Een woest tollende homp vlees
"Wel godverdomme! Mongool! Ja, dat ben je! Je bent een kankermongool en je moet uit je doppen kijken! Uit je doppen! Je ziet me toch?" De oververhitte man maaide met zijn armen wild in het rond. Zijn buik, die een behoorlijke omvang had, zwiepte er als in slow motion net een fractie achteraan. Hij was daarmee feitelijk een woest tollende homp vlees, die al briesend en schuimend een scheldkanonnade afstak tegen een Amsterdamse taxi die achter het centraal station zojuist bijna over zijn tenen was gereden. "Kankermongool," schreeuwde hij nogmaals.

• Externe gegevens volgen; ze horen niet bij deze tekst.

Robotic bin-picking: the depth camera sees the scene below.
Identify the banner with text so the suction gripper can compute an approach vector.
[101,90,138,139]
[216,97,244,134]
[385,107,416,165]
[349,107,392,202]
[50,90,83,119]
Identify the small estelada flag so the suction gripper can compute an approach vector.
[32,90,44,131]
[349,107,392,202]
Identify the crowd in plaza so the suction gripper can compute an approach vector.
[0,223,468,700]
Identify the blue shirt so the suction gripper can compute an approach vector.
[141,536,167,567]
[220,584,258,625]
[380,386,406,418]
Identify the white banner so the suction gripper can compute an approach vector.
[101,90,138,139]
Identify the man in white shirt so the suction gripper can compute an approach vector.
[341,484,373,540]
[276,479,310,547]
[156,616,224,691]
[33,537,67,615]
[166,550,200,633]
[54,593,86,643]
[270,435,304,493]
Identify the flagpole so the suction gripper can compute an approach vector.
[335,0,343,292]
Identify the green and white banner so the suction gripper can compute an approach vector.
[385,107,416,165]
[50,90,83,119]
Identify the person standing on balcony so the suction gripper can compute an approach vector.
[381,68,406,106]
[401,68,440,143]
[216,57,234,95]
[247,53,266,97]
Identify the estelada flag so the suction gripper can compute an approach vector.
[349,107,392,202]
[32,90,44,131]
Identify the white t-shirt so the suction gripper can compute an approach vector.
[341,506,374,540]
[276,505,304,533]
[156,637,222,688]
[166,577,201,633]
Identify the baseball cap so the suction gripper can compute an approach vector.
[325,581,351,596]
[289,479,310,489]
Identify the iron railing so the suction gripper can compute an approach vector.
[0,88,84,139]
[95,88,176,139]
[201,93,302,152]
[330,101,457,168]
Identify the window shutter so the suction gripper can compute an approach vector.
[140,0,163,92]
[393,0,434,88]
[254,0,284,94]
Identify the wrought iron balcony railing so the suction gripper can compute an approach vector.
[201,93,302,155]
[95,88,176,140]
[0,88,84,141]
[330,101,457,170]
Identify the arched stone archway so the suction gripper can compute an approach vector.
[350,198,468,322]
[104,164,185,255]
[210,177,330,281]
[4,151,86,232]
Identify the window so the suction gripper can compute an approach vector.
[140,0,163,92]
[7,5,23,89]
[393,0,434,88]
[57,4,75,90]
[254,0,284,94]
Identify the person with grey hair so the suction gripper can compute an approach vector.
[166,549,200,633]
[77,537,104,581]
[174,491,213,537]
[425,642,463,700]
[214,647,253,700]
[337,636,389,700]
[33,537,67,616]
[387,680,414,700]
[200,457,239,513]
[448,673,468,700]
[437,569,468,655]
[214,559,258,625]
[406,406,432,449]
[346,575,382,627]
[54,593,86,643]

Op dat moment draaide de chauffeur van de bewuste taxi zijn raampje naar beneden, stak zijn hoofd naar buiten en riep de woesteling met een vet hoofdstedelijk accent en een metersbrede glimlach toe: "Hé, Sjaak! Jou heb ik lang niet gezien! Hoe is het met je?" De verwarring bij Sjaak duurde luttele seconden, terwijl zijn gezichtuitdrukking transformeerde van onweer naar ongemak. Uiteindelijk wist hij iets uit te brengen. "Kees," zei hij bedremmeld, terwijl hij probeerde ook een lachje te produceren. "Wat leuk om je te zien. Zit je nog steeds op de taxi, joh?"